Author: Prasanna Alluri, Mona Arbab, Xingzhe Li, Chang-Shiun Lin, Mu-han Lin, David D.M. Parsons, Asal Rahimi, Justin D. Visak, Narine Wandrey 👨🔬
Affiliation: UT Southwestern Medical Center, Department of Radiation Oncology, UT Southwestern Medical Center, Dallas, TX 🌍
Purpose: Intelligence-Optimization-Engine (IOE) v1.0 relied heavily on planner expertise and patient-specific IMRT beam arrangements, requiring frequent revisions. While VMAT workflows offered potential, IOE1.0 was restrained by its rigid two-level importance system. This led to plans occasionally caused exceeding the heart dose constraints and increase frequency of planner-intervention. We hypothesize that the IOE v2.0 can enhance planning efficiency and reduce plan revisions for hypofractionated whole breast radiotherapy (26 Gy in 5 fractions). This study evaluates IOE2.0’s impact on planning efficiency and dosimetric quality through its enhanced VMAT capabilities and four-level priority ranking system.

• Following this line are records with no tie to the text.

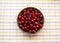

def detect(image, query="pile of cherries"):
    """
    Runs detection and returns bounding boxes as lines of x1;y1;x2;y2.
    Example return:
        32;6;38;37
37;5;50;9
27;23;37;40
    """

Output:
17;7;44;33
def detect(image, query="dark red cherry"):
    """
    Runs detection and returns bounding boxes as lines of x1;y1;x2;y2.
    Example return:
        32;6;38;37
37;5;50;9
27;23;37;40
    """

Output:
17;7;44;33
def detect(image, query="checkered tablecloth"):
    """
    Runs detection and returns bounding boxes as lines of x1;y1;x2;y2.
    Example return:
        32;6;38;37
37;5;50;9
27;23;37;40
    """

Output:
0;0;60;43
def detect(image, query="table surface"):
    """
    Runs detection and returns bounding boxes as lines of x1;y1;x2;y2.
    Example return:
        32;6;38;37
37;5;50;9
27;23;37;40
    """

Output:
0;0;60;43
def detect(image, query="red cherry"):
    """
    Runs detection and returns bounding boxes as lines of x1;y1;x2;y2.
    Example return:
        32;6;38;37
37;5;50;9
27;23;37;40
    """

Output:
32;30;36;33
35;22;38;24
18;16;22;19
24;9;26;12
33;26;36;28
29;30;32;32
40;24;42;28
27;10;30;13
21;17;24;20
36;25;39;29
21;21;24;23
25;21;28;24
29;8;32;10
22;27;25;30
24;15;26;18
24;24;27;26
40;15;43;17
20;25;22;27
30;24;33;27
31;20;34;22
37;18;40;21
24;27;27;29
32;11;34;13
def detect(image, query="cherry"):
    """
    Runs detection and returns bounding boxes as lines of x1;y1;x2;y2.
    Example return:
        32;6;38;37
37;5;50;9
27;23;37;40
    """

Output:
30;24;33;27
17;7;44;33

Methods: IOE2.0 employs a four-level priority ranking (1=most important, 4=least important) to manage clinical goals, balancing competing objectives. A standardized partial-arc VMAT template was developed to streamline workflows and reduce planner dependency. Priorities included target coverage, whole breast maximum dose limits, and critical OAR sparing, with lower ranks addressing contralateral organs and additional OARs. Challenging cases, including left- and right-sided targets, were retrospectively and prospectively planned to evaluate time savings, plan revisions, and dosimetric outcomes.
Results: IOE2.0 generated high-quality VMAT plans meeting all clinical goals, achieving PTV V95% coverage >97% and maximum doses <110%. Lung (V8.0 Gy) and heart (V7.0 Gy) constraints were consistently satisfied, even in complex cases with axillary lymph node involvement. High-quality plans required no more than two template adjustments (0.7±0.9) in most cases. VMAT computation times averaged <500 seconds (Tesla T4 server), a significant efficiency improvement over IOE1.0.
Conclusion: IOE2.0 improves planning efficiency and reduces planner interventions by combining rapid VMAT optimization with a flexible multi-level priority system. This approach consistently produces high-quality pre-plans, streamlining workflows for hypofractionated whole breast radiotherapy and enabling clinical feasibility for adaptive radiotherapy.